Simulation-First SIL Design¶

Date: 2026-03-08 Status: Proposed

Goal¶

Make simulation the default development interface for Bennu so that every meaningful change can be tested locally and in CI before hardware is involved.

The target is not just "PX4 SITL runs." The target is:

Bennu ROS2 packages run against the same PX4 interfaces used on hardware
Mission execution is testable without QGroundControl
Capture, geotagging, packaging, and quality checks are exercised in simulation
Regressions are caught in minutes for common changes and in nightly scenario sweeps for deeper changes

Why the Current Stack Is Not Enough¶

The current simulation stack is a good base, but it is still a side path:

It is documented as a manual developer workflow, not the primary merge gate
QGroundControl is still part of the nominal test flow
The camera node falls back to placeholder images only when libcamera-still is missing instead of using an explicit simulation backend
There is no non-interactive mission runner, scenario library, or regression harness
CI does not run any simulation lane

Core Stack¶

Keep PX4 SITL + Gazebo Harmonic + ROS2 Jazzy as the core environment.

Do not replace the stack with a heavier simulator.
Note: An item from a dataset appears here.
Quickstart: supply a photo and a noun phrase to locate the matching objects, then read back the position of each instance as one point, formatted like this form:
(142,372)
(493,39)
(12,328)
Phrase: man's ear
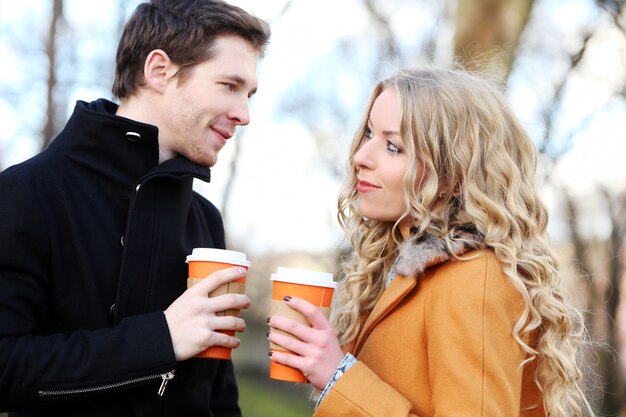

For Bennu, the best SIL environment is the one that:

Matches PX4's native integration path
Runs headless in CI (GitHub Actions free tier, no GPU)
Exercises the Bennu ROS2 packages directly
Produces deterministic artifacts
Can later accept higher-fidelity sensor simulation without changing the test contract

This means:

PX4 SITL remains the flight stack under test
Gazebo Harmonic remains the physics backend
Micro XRCE-DDS Agent remains the ROS2 bridge under test
MAVSDK test runner is added for non-interactive mission control
Bennu simulation backends are added for camera, faults, and scenario orchestration
Mission bundle validation becomes part of the simulation output contract

Architecture¶

graph LR
    subgraph Host
        DEV[Developer or CI runner]
        MAKE[Makefile interface]
        QGC[QGroundControl optional]
        DEV --> MAKE
    end

    subgraph "sim-px4 container"
        PX4[PX4 SITL]
        GZ[Gazebo Harmonic headless or GUI]
        PX4 <--> GZ
    end

    subgraph "sim-ros2 container"
        XRCE[Micro XRCE-DDS Agent]
        BRINGUP[bennu_bringup]
        CAMERA[bennu_camera]
        DATASET[bennu_dataset]
        SIM[bennu_sim]
        PTW[pytest-watch auto-rerun]
        XRCE <--> BRINGUP
        XRCE <--> CAMERA
        XRCE <--> DATASET
        SIM --> CAMERA
        SIM --> DATASET
    end

    subgraph "test-runner entrypoint"
        MAVSDK[MAVSDK mission runner]
        ASSERT[Artifact assertions]
    end

    PX4 <-->|UDP 8888| XRCE
    MAVSDK <-->|MAVLink UDP| PX4
    ASSERT --> DATASET
    QGC -. optional manual debugging .-> PX4
    MAKE --> MAVSDK

Design Principles¶

1. Headless First¶

GUI is optional. Every required test must run without Gazebo GUI and without QGroundControl.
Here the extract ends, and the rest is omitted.